390 - Early-Life Plasma Metabolomic Signatures of Infant Vaccine Responsiveness in the Rochester Infant Cohort

Publication Number: 2379.390

Joann Diray-Arce, Boston Children's Hospital, Boston, MA, United States; Jing Chen, Boston Children's Hospital, Boston, MA, United States; Ravinder Kaur, Rochester General Hospital, Rochester, NY, United States; Caitlin Syphurs, Boston Children's Hospital, Boston, MA, United States; Nicole Prince, Brigham and Women's Hospital, Boston, MA, United States; Annmarie Hoch, Boston Children's Hospital, Cambridge, MA, United States; Kerry McEnaney, Boston Children's Hospital, Boston, MA, United States; Asimenia Angelidou, Harvard Medical School, Boston, MA, United States; Ofer Levy, Precision Vaccines Program, Boston Children's Hospital, Boston, MA, United States; Jessica A. Lasky-Su, Brigham and Women's Hospital, Bston, MA, United States; Michael Pichichero, Rochester General Hospital Research Institute, Rochester, NY, United States

Background: Infant responses to vaccines vary widely, yet the metabolic pathways can play key roles in immunity yet the metabolic factors that may associate with distinct vaccine responses remain unclear. Early-life metabolic states may shape immune maturation and the persistence of vaccine immunogenicity.

Objective: To define baseline and longitudinal plasma metabolomic profiles associated with vaccine-induced antibody responses (Ab) during infancy.

Design/Methods: Plasma samples from 109 infants (n=258 samples) in the Rochester Infant Cohort were analyzed between 5-24 months using untargeted metabolomics (Metabolon HD4 platform, 897 metabolites). IgG antibody titers against diphtheria (DT), tetanus (TT), Haemophilus influenzae type b (PRP), and pertussis antigens (PT, FHA, and PRN) were analyzed as continuous and ordinal outcomes based on published Rochester infant vaccine categories: very low (vLVR), low (LVR), normal (NVR), or high (HVR) vaccine responders. Longitudinal associations between metabolite trajectories and Ab responses were analyzed using generalized additive mixed-effects models with covariate adjustment. Weighted gene co-expression network analysis (WGCNA) defined metabolite modules and pathway-level association to identify early predictors of vaccine response.

Results: Plasma metabolites xylose (coef=0.14), lyxonate (coef=0.12), glycerol (coef=0.16), and iminodiacetate (coef=-0.14) showed significant longitudinal associations (p<=0.05 for both intercepts and slopes) over time with vaccine-induced Ab responses, implicating pentose and glycerolipid metabolism. WGCNA identified 17 metabolite modules enriched for lipid, amino acid, and cofactor/vitamin metabolism showing significant relationships with Ab response (coef=0.01). Pathway enrichment revealed methionine, cysteine, S-adenosylmethionine (SAM), and taurine metabolism, which regulate redox balance and methyl-donor availability critical for B-cell activation and antibody synthesis. Vaccine responders (NVR and HVR) demonstrated early increased in lipid metabolites involved in membrane synthesis and cellular energy pathways, suggesting that lipid remodeling supports the heightened metabolic demands of antibody-producing cells.

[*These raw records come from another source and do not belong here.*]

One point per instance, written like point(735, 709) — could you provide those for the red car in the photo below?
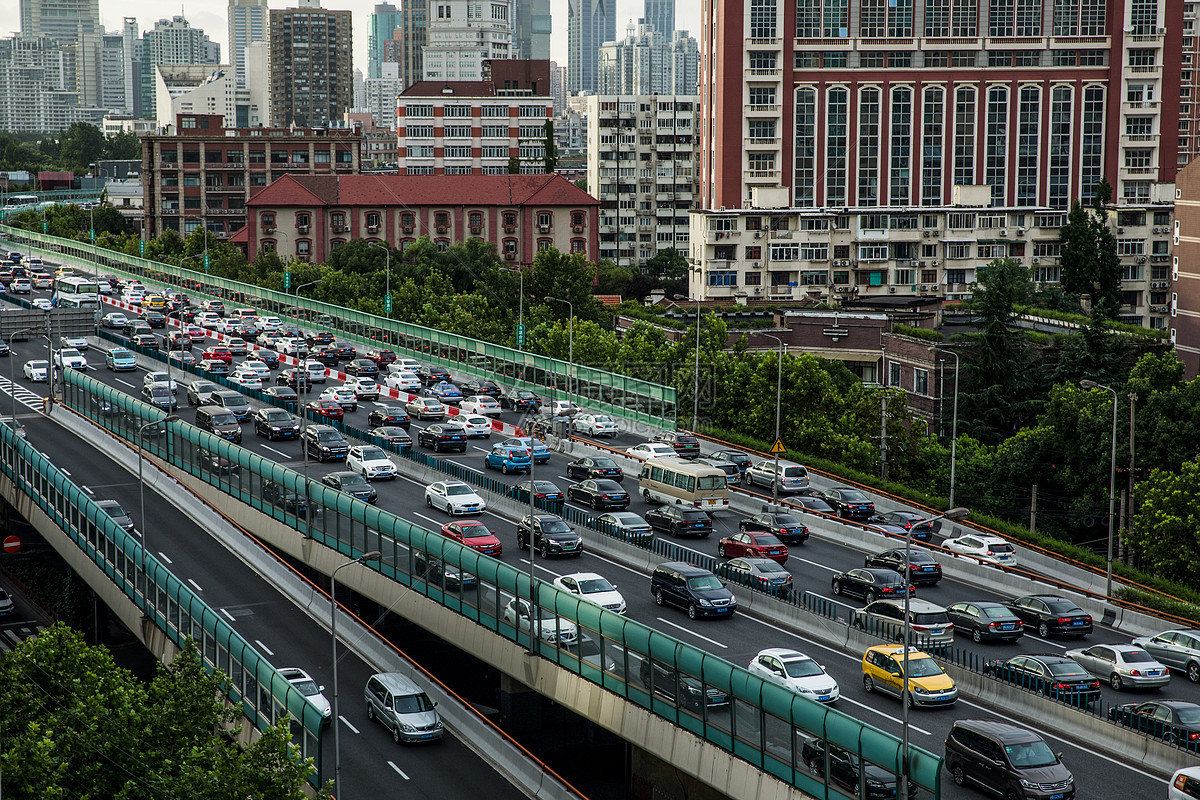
point(219, 354)
point(755, 543)
point(328, 409)
point(474, 535)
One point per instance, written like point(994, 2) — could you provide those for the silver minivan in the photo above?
point(403, 708)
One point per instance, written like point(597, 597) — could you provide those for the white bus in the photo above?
point(678, 481)
point(75, 292)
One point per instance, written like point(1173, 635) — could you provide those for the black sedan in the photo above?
point(391, 435)
point(443, 435)
point(1176, 722)
point(599, 494)
point(1056, 677)
point(353, 485)
point(679, 521)
point(361, 367)
point(849, 503)
point(787, 528)
point(761, 573)
point(985, 620)
point(922, 566)
point(1051, 614)
point(870, 584)
point(597, 467)
point(389, 415)
point(921, 529)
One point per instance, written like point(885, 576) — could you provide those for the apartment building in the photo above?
point(306, 216)
point(202, 173)
point(477, 127)
point(642, 166)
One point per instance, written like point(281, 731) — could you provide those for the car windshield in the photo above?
point(413, 704)
point(594, 584)
point(802, 668)
point(924, 668)
point(703, 583)
point(1031, 753)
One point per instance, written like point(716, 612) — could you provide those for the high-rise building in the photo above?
point(311, 65)
point(655, 136)
point(659, 14)
point(532, 29)
point(463, 34)
point(589, 24)
point(174, 41)
point(647, 62)
point(247, 24)
point(384, 22)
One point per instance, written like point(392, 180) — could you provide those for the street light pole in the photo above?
point(953, 513)
point(1113, 477)
point(371, 555)
point(570, 346)
point(387, 270)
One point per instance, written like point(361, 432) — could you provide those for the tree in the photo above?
point(551, 148)
point(77, 726)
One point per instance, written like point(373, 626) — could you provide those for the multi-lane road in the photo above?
point(1098, 774)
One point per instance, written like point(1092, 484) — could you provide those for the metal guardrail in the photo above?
point(622, 396)
point(763, 723)
point(252, 684)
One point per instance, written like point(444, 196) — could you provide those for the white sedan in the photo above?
point(985, 549)
point(597, 425)
point(648, 450)
point(160, 378)
point(478, 427)
point(480, 404)
point(455, 498)
point(36, 371)
point(70, 358)
point(797, 672)
point(371, 462)
point(551, 629)
point(403, 382)
point(593, 588)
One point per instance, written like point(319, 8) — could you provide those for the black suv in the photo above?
point(1002, 758)
point(325, 443)
point(679, 519)
point(551, 536)
point(693, 588)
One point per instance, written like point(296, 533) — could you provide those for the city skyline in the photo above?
point(211, 17)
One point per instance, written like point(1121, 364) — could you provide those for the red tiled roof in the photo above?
point(306, 191)
point(457, 89)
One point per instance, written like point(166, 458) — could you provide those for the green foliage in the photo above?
point(77, 726)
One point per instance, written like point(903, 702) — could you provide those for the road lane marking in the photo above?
point(681, 627)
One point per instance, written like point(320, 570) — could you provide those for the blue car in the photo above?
point(508, 458)
point(120, 360)
point(445, 391)
point(540, 451)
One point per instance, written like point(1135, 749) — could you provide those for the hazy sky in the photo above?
point(210, 14)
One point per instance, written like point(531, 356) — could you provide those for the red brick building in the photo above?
point(307, 216)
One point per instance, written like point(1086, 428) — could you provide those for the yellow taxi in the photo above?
point(928, 683)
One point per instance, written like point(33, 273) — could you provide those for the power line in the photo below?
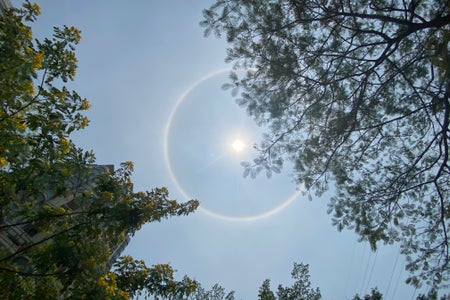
point(392, 274)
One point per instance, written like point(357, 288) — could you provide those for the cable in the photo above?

Conclusion(s): Distinct early-life metabolic profiles are associated with variability in vaccine-induced antibody responses. Pathways involving amino acid utilization, methylation, and lipid metabolism suggest immune maturation and antibody development during infancy. Longitudinal metabolomic profiling may identify early metabolic predictors of vaccine responsiveness and inform precision strategies for early-life immunization.

Longitudinal Changes in Key Plasma Metabolites Distinguish High and Low Infant Vaccine Responders
IDEAL_VR.pdfMetabolites xylose, lyxonate, glycerol, and iminodiacetate levels are shown over time (5–24 months) for infants categorized as high (NVR+HVR) or low (vLVR+LVR) vaccine responders. Curves represent generalized additive model (GAM) fits with shaded 95% confidence intervals. Shape and average parameters reflect the degree of curvature (slope) and average effect size (intercept), respectively, for longitudinal associations with antibody responses.